スマホみたいなクルマは、まだまだ夢物語かな:プロダクトデザイナーが見た東京モーターショー(3/4 ページ)
東京モーターショーで、プロダクトデザイナーが各社のコンセプトカーをウオッチ。「Fun-Vii」や「BMW i」を見て考えたこととは?
さて、フォルクスワーゲンといえば、とまた話が転がっていくのだけど、プレス・ブリーフィングでのマルティン・ウィンターコルン会長の発言が非常にポジティブであったことが印象的だ。中でも「東京ショーは新しいアイデアや技術が形作られる場である。今回の東京ショーは困難な時期にあっても、日本は自動車大国であり、これからもそうあり続けるというシグナルを出している」という発言からは、フォルクスワーゲンとそのグループの勢いを感じた。加えて、フォルクスワーゲン・グループが傘下に持つブランドの多彩さを、今回東京モーターショーには来ていないブランドまで合わせて考えると、ハイエンドのスーパーカーから大衆車までをグループ内で持っていることによる強みを、あらためて認識せずにはいられない。
技術開発1つ取ってもそうだ。さまざまなレベルでの技術要素や素材、生産・加工法などを、ビジネスの実践の中で開発を進めていくことができる。例えば、時速400km超で安定して走らせ、確実に止めるということを、レーシングカーではなくパッセンジャーカーで実現する。こんなテーマも単なる研究開発ではなく、ブガッティ・ヴェイロン(BUGATTI Veyron)という商品にしてユーザーの声を聞きながら、改良・進化させていくことができる。コストの高い先端技術が時とともにコモディティ化が進む中で、ランボルギーニ、ポルシェ、アウディ、フォルクスワーゲン、セアト/シュコダと適用範囲を拡げていったときの経験値の蓄積は、競合他社との大きな力の差につながるのではないだろうか(余談だが、以前に点検整備中のヴェイロンを見たときの印象は、クルマというより「高速走行する電車みたい」というものだった)。
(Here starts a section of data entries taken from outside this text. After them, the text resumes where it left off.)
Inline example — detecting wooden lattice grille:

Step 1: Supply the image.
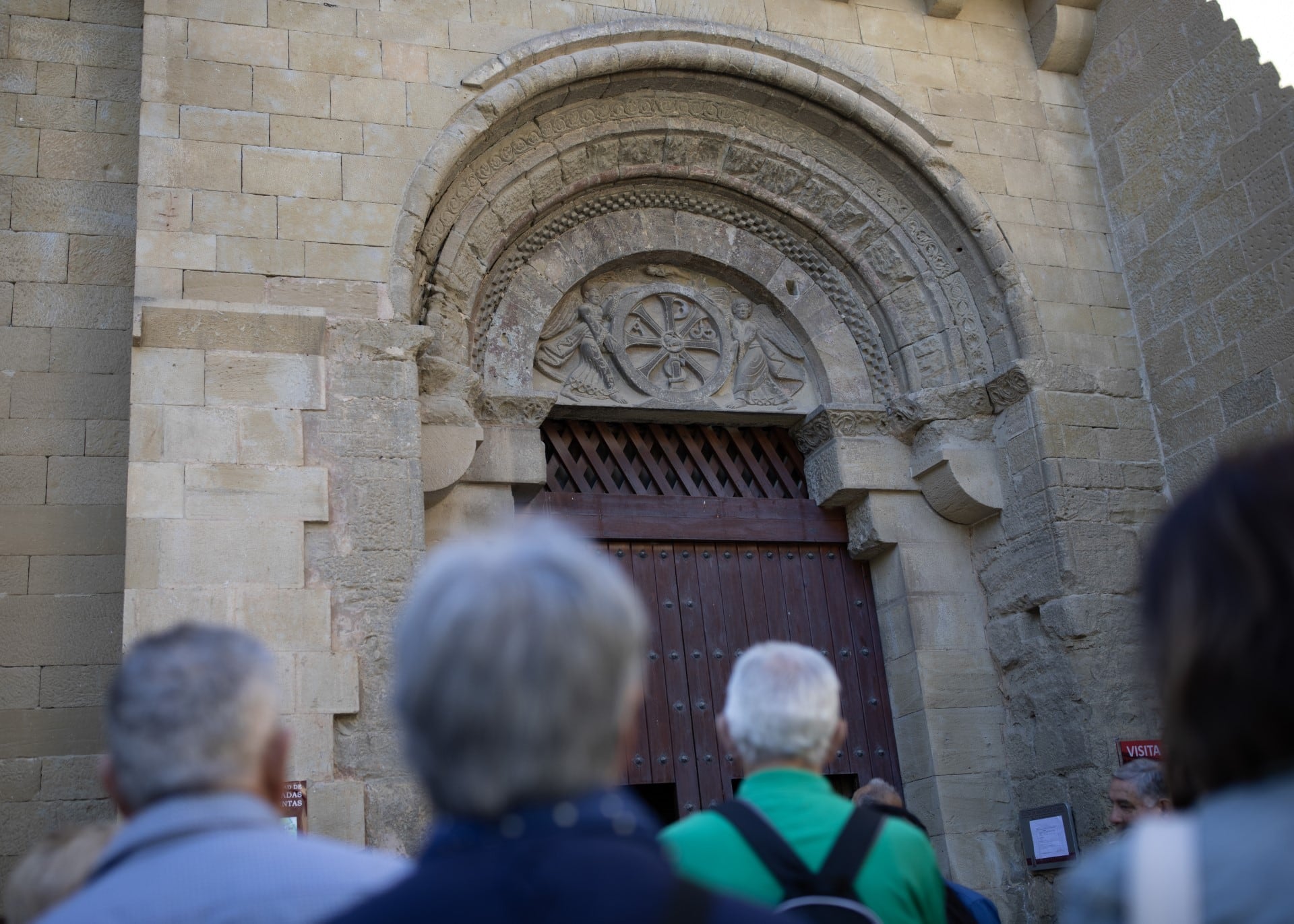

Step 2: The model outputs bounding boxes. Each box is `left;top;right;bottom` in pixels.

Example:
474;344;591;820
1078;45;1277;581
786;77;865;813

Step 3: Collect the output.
543;419;809;499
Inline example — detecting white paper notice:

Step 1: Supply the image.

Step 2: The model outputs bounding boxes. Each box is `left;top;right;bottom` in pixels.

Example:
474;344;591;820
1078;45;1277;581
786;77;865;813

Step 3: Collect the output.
1028;815;1069;859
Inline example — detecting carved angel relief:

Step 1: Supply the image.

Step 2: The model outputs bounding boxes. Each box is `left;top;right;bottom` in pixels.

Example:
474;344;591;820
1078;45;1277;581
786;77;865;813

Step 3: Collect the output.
534;266;817;410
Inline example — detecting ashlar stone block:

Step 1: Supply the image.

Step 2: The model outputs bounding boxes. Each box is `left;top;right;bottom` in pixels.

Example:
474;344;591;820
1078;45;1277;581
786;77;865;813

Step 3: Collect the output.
233;588;332;651
189;20;287;67
45;456;125;505
141;55;252;110
191;190;278;235
0;456;47;503
216;237;305;276
144;0;266;26
121;587;233;640
252;67;332;119
307;779;365;846
269;115;364;154
131;347;206;404
135;230;216;269
125;462;184;519
179;104;269;145
242;148;341;196
158;519;305;588
184;464;329;522
278;196;400;247
140;137;243;193
140;305;326;353
238;408;304;464
282;712;332;776
207;350;325;410
27;555;125;594
332;76;406;125
159;406;238;462
295;651;360;714
288;31;381;78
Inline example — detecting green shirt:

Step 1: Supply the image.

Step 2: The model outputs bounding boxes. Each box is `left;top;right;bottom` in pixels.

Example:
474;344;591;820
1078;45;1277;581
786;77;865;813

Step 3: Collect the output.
660;769;945;924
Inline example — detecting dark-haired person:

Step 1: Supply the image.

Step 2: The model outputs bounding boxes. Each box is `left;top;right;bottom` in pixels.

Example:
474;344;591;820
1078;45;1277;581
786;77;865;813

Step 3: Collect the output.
1061;443;1294;924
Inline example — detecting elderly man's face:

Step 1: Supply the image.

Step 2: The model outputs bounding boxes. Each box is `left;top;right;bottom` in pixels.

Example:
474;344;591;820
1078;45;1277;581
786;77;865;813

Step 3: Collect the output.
1109;779;1163;831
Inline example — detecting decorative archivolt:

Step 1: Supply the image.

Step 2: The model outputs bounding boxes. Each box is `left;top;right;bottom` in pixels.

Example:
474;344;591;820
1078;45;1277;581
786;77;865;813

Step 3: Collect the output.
392;21;1038;411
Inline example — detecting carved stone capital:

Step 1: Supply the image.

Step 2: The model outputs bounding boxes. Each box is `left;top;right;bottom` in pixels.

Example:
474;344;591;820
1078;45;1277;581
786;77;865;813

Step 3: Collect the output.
792;405;916;507
845;495;898;561
1025;0;1100;73
476;392;558;429
985;365;1031;414
791;404;906;457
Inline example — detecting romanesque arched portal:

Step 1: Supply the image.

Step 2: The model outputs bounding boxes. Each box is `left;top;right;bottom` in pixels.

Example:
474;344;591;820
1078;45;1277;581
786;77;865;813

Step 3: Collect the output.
401;20;1041;911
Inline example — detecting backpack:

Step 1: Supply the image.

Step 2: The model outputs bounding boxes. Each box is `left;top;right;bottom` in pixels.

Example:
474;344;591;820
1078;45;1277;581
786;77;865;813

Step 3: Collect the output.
714;799;885;924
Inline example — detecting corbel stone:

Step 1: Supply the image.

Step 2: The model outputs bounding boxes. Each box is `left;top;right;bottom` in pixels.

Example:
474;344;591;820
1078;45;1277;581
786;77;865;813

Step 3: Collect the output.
913;421;1003;526
463;427;549;489
1025;0;1101;73
985;363;1039;414
793;405;916;507
925;0;966;20
422;423;485;493
845;495;898;561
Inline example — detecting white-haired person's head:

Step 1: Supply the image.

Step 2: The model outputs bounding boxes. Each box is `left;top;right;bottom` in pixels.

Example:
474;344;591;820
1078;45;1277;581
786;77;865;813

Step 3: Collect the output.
396;520;647;818
720;642;846;772
104;624;287;814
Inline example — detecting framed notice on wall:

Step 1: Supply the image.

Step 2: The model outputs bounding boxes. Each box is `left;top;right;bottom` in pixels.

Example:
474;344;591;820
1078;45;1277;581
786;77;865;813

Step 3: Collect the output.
1119;737;1163;764
280;779;305;835
1020;803;1078;872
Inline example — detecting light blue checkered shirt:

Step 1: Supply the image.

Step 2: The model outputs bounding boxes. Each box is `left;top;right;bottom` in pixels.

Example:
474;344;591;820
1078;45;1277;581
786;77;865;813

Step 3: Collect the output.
40;793;412;924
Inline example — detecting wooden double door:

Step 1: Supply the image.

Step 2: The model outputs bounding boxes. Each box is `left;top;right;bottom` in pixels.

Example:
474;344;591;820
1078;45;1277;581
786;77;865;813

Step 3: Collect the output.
529;421;899;819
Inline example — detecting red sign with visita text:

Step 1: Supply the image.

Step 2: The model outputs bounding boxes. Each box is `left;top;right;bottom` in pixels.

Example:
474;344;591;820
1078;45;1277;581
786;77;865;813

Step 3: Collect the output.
1119;739;1163;764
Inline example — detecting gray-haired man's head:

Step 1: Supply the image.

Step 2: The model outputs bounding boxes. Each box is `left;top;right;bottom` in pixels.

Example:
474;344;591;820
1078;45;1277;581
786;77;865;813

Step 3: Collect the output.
106;624;286;813
720;642;846;771
396;520;646;817
1109;757;1173;830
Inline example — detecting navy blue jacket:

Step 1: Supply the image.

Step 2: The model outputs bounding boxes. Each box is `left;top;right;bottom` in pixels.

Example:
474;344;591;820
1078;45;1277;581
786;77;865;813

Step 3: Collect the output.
335;791;783;924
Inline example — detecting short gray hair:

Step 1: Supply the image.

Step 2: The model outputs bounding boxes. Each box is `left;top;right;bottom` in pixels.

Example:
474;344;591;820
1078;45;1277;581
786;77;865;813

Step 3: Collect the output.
723;642;840;768
107;624;278;810
396;520;647;818
1114;757;1169;807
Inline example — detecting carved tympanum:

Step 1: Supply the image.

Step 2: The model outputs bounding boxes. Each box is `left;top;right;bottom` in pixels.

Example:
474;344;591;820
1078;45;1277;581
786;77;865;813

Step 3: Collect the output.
534;266;815;410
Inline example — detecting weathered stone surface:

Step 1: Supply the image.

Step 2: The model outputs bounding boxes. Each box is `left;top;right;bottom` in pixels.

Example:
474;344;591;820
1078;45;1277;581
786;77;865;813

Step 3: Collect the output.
184;464;329;520
206;350;325;409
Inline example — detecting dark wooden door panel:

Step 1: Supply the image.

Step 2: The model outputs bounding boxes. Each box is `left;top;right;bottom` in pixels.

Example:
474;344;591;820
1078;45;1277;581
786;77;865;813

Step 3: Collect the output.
651;543;703;813
674;545;723;809
543;421;899;817
598;543;651;783
629;543;674;783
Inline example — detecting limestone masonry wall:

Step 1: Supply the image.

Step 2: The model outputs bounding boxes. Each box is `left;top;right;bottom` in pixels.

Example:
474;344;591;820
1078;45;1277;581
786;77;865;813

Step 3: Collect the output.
0;0;1237;921
0;0;144;879
1083;0;1294;492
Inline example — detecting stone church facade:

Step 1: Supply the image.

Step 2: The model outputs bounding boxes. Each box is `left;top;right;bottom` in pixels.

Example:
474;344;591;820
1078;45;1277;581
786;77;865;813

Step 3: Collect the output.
0;0;1294;921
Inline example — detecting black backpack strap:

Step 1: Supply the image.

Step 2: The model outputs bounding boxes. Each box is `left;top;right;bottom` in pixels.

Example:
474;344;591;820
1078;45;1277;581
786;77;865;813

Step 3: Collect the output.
714;799;818;898
660;877;710;924
815;805;885;898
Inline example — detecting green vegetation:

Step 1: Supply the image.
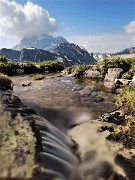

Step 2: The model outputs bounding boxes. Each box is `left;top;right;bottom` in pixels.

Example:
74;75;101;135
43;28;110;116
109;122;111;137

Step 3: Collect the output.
0;74;12;89
38;60;64;72
98;58;135;76
0;56;19;75
109;116;135;148
0;56;64;76
32;74;44;80
64;65;97;77
116;87;135;115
そのフォルクスワーゲンが東京で世界初公開したのは、「CrossCoupe」というプラグインハイブリッド車のコンセプトカーだった。
ホンダ
レトロ路線に話を戻すと、今回のホンダのコンセプトカー「N CONCEPT_4」は、昔のN360を思い起こさせるデザインであるが、これもこのイメージで市場投入された場合、「その次のモデルチェンジの際には、企画・開発の担当者は頭を悩ませることになるのだろうなぁ」と、人ごとながらブースを歩きながら思ったりした。
再度、BMW
一方で、レトロから始めたけれど、次の方向性を探り始めているかのように感じるのは、BMWグループのMINIである。ハッチバックボディから始まったモデルを、バリエーション展開していく中で、クロスオーバーというモデルを投入する時点で、「もはやMINIって大きさじゃないよね」っていう一回り大きなボディに4ドアという構成を採用したことで、これまでのレトロ路線とは異なる、新しい道を模索しているようにも感じる。今回の東京モーターショーにも今年初めの北米オートショーで公開された「Peaceman Concept」というデザインスタディが持ち込まれている。
シトロエン
MINIやビートルのようにカタチのレトロ路線により、自社の過去の名車にあやかろうと(表現は悪いが)しているのに対し、シトロエンはかつての名車「DS」を引用するにあたり、レトロ路線でアイコン化することを選ばなかった。ベーシックな「Cシリーズ」と異なる製品シリーズとして「DSライン」を設定するに際、「『DS』の2文字は、創造性と大胆さ、高水準技術を表現している。革新と差別化のDNAを継承しつつ、未来への新しい考え方を表現するものである」と定義している。だから、レトロなアイコン的なデザインではなく、コンセプトの象徴としての名称の継承なのだと。トヨタの「ハチロク」というネーミングの採用も、「DSライン」と考え方や思いは似ているかもしれない。
今回日本初公開の最新モデルである「DS5」は、ハイブリッドカーやFCVでもないし、特別目をひくような技術が売りになっている訳でもない(凝った造形や構成のバンパーやボディパネルを上手く作っている)。しかし、現在市場にある競合他社の何とも似ていないことからくる強い存在感は、多彩なクルマがあるショー会場でも感じた。